Changing Faces logoMessage from Dr James Partridge, Chief Executive, Changing Faces

As we approach Changing Faces’ 25th birthday in 2017, we are launching a major research project, and would very much appreciate your help.

‘Disfigurement in the UK’ looks at the everyday lives of people living with a disfigurement throughout the UK. The project examines how people live their lives, their experiences of education, the workplace, public transport, and personal relationships. We want to build up a body of evidence to use in our campaigning activity for the first Face Equality Day, taking place on Friday 26th May 2017.

We need at least a thousand people to complete the survey in order to ensure we have a big enough evidence base.
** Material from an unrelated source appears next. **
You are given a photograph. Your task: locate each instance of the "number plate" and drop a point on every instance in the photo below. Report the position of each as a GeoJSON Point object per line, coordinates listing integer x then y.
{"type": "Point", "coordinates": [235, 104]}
Every person’s contribution is valuable to us, and helps us build a picture of life in the UK for people who have a condition, mark or scar that affects the appearance of their face, hands or body. By taking part, you will be helping us to create an enlightened society that fully accepts and values people who have a disfigurement.

Please click here to take the survey and help our research. We’d be really grateful if you could share with friends and colleagues for whom it would be relevant, and also share this post on Facebook.

Thank you in advance for your help. We don’t have the budgets of some organisations to be able to commission expensive research, and your participation in this survey helps us immeasurably. Above all, you’re helping us create a fairer society, and achieve our goal of face equality.